Has anyone experience of this and if so, how did it go?
Well, post their name, contact number and address and I might go and have a look being as I could do with the same! I live about half an hour from Yeovil and regularly go there so could pop by in the landy to see what they reckon they could do and report back. My doors are toast.
Tends to be the corners that go first, for the time being I have resorted to pop riveting an angle bracket on my drivers door. (the worst of them) When the rust sets in further I shall have to start being more creative. It has always occured to me that there is nothing much wrong with a stout wooden frame, that was the way it used to be done in the 30's .
I had not realised that replacent doors had become so expensive that it justified having a new frame welded in.
I recently paid 60 odd quid for a glazed door top, cos I was in a hurry.
OK, I'm going to Frome tomorrow, I'll try and remember to drop by and see what the place is like. I could do with a local landy independent so perhaps they might be a good candidate. My local in Yeovil went bankrupt recently.
I've got a rear and a pair of front doors waiting to be painted and fitted. It's the middle row that are eye-stretchingly expensive. As far as I know, for the push-button type, nobody yet makes a pattern replacement.
Please do post back in this thread with any comments on this mob - I've seen their listing before but was a bit dubious, especially given the state of my middle row doors.
My middle row were replaced by the dealer that sold them to me (albeit with a second hand pair)
I think the guy realised that he hadsold me a pup there.
I don't actually need a middle pair anymore being as I don't have seats there, I suppose one them serves as a fire escape and the other as access to the water container and gas cylinder.
Did both of mine when I got it as the door skins were flapping in the wind. Folded back the skin and cleaned out the old rust and welded some new bits in using S3 doorframe channel.
Saw a cross section out of your knackered door frame and take it down to your friendly tin bashers, get them to fold a number of one metre pieces of the inside top hat section and the flat pieces which go against the ally, then get them to spot weld them together first. It's then quite easy to carefully bend the edges of the aluminium back to insert the mitred pieces with door clamped down flat (ally side down) to keep the shape, weld in those pieces and then put a thin piece of wood between the frame and the door skin to weld the flat piece that goes against the skin. Done loads in the past.

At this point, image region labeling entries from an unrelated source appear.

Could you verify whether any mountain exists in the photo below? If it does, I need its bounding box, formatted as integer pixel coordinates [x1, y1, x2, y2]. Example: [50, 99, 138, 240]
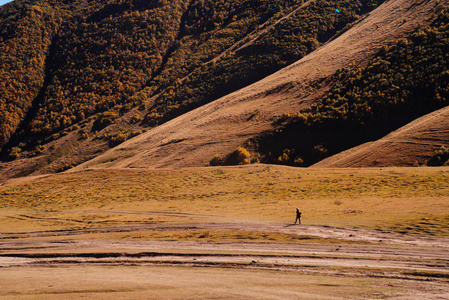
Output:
[0, 0, 447, 178]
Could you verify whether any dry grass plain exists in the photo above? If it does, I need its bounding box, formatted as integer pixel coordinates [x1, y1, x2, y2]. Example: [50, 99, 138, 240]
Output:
[0, 165, 449, 299]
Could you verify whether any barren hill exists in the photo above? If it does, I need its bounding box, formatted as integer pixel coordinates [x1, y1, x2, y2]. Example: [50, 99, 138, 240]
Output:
[75, 0, 439, 170]
[313, 107, 449, 168]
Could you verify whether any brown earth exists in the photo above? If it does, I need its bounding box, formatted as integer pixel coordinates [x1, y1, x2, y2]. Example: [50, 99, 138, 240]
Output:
[313, 107, 449, 168]
[71, 0, 439, 170]
[0, 216, 449, 299]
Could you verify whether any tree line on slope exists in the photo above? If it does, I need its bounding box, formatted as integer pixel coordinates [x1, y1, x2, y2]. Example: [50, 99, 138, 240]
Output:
[258, 12, 449, 166]
[0, 0, 302, 157]
[145, 0, 383, 126]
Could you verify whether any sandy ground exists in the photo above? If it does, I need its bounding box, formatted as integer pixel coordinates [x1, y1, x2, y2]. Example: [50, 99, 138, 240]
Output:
[75, 0, 439, 170]
[0, 212, 449, 299]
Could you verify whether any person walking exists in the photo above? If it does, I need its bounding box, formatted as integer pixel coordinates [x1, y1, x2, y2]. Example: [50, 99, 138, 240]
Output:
[293, 208, 301, 224]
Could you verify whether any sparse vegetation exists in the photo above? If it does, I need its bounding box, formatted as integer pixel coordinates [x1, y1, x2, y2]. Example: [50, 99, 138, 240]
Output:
[0, 0, 383, 153]
[0, 165, 449, 236]
[259, 13, 449, 166]
[427, 146, 449, 166]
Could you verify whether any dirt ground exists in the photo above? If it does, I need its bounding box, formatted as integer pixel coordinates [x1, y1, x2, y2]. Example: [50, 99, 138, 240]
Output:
[0, 212, 449, 299]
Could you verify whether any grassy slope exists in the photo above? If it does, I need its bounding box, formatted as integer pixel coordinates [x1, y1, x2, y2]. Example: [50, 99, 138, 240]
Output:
[0, 165, 449, 236]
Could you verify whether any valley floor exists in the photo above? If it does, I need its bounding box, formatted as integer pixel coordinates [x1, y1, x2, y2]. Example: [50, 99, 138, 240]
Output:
[0, 165, 449, 299]
[0, 212, 449, 299]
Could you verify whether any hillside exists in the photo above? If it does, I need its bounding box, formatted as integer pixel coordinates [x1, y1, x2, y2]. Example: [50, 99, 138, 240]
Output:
[313, 107, 449, 168]
[0, 0, 447, 179]
[72, 1, 436, 169]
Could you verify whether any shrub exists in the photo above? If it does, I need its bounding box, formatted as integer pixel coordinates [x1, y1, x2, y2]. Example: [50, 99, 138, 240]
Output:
[8, 147, 22, 160]
[209, 154, 224, 166]
[427, 146, 449, 166]
[226, 147, 251, 165]
[92, 111, 118, 131]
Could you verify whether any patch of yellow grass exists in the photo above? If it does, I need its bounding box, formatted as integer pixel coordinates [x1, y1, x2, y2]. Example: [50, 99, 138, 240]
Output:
[0, 165, 449, 235]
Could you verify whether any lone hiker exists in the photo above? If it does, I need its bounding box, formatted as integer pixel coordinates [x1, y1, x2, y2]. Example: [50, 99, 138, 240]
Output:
[293, 208, 301, 224]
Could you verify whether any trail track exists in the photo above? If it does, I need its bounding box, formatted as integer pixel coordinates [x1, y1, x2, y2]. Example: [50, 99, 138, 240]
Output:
[0, 210, 449, 299]
[74, 0, 439, 170]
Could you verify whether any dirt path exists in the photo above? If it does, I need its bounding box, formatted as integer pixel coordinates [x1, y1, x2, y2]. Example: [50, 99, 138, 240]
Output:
[0, 210, 449, 299]
[0, 210, 449, 270]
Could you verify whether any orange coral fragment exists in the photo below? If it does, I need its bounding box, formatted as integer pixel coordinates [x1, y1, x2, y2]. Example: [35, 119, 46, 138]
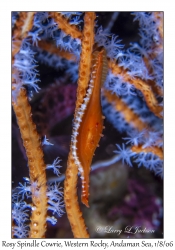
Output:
[49, 12, 82, 39]
[77, 51, 103, 207]
[64, 12, 95, 238]
[38, 40, 76, 61]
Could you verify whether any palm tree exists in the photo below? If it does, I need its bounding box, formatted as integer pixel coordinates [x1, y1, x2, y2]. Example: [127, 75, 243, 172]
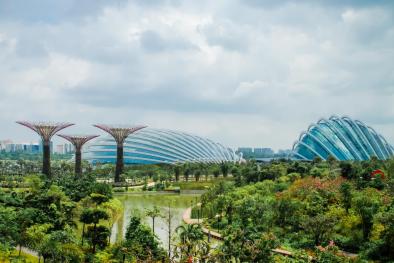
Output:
[175, 224, 204, 258]
[145, 206, 161, 234]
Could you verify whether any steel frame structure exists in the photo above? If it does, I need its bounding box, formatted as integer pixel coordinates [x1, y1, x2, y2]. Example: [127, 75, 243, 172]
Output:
[58, 134, 99, 176]
[93, 124, 147, 183]
[16, 121, 74, 178]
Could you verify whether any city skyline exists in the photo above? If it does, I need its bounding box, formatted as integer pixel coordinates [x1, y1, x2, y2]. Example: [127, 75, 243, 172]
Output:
[0, 0, 394, 150]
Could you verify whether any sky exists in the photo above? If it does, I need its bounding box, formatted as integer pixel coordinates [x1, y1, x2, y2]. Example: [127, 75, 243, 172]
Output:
[0, 0, 394, 149]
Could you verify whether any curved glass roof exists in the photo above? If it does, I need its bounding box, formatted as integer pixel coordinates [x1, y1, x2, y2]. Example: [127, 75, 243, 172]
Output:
[293, 116, 394, 160]
[83, 128, 241, 164]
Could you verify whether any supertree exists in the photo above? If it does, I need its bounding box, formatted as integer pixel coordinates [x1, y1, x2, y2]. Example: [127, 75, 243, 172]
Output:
[93, 124, 146, 183]
[58, 134, 98, 175]
[16, 121, 74, 178]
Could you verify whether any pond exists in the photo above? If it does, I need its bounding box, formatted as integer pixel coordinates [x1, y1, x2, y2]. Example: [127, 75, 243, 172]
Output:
[111, 193, 200, 252]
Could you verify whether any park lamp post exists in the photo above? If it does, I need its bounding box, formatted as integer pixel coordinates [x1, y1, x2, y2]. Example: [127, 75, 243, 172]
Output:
[215, 214, 220, 230]
[197, 203, 202, 224]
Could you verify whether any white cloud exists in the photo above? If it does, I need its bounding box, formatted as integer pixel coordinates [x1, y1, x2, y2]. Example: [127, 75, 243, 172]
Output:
[0, 0, 394, 148]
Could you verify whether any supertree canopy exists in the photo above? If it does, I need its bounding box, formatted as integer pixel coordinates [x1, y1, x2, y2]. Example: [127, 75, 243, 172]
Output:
[58, 134, 98, 175]
[16, 121, 74, 177]
[93, 124, 146, 182]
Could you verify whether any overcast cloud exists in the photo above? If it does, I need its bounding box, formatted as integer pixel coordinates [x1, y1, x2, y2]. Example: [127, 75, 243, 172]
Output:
[0, 0, 394, 149]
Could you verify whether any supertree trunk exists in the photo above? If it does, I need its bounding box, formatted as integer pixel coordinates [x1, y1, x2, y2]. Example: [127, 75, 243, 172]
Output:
[115, 143, 124, 183]
[75, 149, 82, 176]
[42, 141, 52, 179]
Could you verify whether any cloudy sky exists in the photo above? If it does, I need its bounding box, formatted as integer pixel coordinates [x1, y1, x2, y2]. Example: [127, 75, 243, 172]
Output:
[0, 0, 394, 149]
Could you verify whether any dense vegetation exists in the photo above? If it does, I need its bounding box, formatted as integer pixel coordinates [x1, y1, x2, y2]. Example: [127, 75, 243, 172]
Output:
[0, 158, 394, 262]
[194, 159, 394, 262]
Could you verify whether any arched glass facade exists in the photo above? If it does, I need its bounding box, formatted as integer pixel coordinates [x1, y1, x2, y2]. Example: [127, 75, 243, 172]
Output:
[83, 128, 240, 164]
[293, 116, 394, 160]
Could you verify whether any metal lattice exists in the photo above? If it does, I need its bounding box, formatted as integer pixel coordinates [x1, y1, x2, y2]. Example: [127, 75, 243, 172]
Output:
[16, 121, 74, 141]
[93, 124, 147, 145]
[58, 134, 99, 150]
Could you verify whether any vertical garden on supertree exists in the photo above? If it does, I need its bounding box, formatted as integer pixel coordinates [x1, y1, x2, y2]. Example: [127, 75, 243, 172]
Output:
[16, 121, 74, 178]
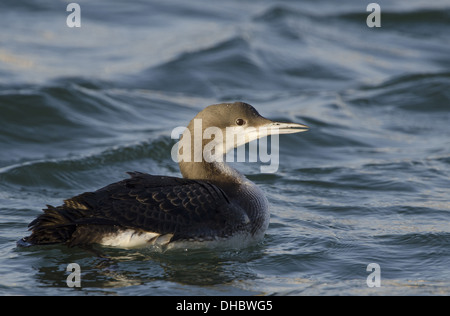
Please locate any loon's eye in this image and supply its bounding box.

I've just got back, they seem like a decent bunch, first impressions only though but they've got a few industrial units, a mass of second-hand parts, and a shedful of Defenders and one or two old Discos so they look like a well-established independent garage and not some fleabay fly-by-night. Chances are I'll be taking my truck up there for some work sometime.
I asked about the door repairs, mine are way past saving but basically their service is to rebuild the lower frames and go up as far as required to fix the frame sides. Strangely enough on my doors the lower frames are about all that's still solid, perhaps mine was stored a long time on its roof!

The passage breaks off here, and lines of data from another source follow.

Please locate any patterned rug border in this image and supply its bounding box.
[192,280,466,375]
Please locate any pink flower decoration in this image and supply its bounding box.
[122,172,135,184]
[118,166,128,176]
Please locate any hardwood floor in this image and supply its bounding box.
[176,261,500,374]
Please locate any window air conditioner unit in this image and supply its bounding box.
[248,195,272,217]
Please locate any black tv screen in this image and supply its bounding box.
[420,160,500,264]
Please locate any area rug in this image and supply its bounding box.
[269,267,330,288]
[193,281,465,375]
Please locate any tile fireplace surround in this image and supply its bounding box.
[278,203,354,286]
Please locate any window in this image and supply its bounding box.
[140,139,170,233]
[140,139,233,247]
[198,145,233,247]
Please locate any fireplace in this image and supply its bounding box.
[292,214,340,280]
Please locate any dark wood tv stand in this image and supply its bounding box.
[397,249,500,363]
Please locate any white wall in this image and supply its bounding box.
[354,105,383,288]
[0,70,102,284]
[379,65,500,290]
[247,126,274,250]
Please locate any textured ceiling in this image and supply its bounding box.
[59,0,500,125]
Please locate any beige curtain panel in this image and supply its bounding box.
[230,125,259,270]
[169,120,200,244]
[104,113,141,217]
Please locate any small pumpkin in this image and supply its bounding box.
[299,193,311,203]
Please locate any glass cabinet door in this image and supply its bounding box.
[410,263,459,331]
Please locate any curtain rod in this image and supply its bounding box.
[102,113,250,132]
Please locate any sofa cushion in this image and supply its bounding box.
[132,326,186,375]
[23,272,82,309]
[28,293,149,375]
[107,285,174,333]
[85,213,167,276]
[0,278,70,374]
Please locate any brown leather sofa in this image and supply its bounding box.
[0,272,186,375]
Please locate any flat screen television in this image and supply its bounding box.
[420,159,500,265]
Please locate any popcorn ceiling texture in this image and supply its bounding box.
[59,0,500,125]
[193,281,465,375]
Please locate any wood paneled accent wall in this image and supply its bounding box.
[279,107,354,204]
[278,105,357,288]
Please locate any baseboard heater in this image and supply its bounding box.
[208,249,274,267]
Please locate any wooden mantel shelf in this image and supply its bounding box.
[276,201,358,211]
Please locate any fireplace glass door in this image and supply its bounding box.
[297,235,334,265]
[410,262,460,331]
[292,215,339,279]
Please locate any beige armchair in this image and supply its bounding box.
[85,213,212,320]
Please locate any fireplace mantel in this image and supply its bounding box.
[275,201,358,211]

It was mildly hard to find just going by postcode, the postcode on my satnav takes you to an industrial estate called Lakeside or similar, if you leave there and turn right to go to a T junction you'll see an orange sign pointing right to them, just turn right and follow the road and there's an orange Defender parked outside the right industrial estate and they're there. Not sure about courtesy cars at all, and it was a bit remote for taxis or other public transport.
Got it from Paddocks in Matlock, not the proper shape but it was better than the bottoms of the doors flapping loose. Not a megga neat welding job but its still holding a few years on. Think I used stikaflex to stick the channel to the skin. Where I cut the old frame out I had to cut the unfolded edge of the skin to get it out.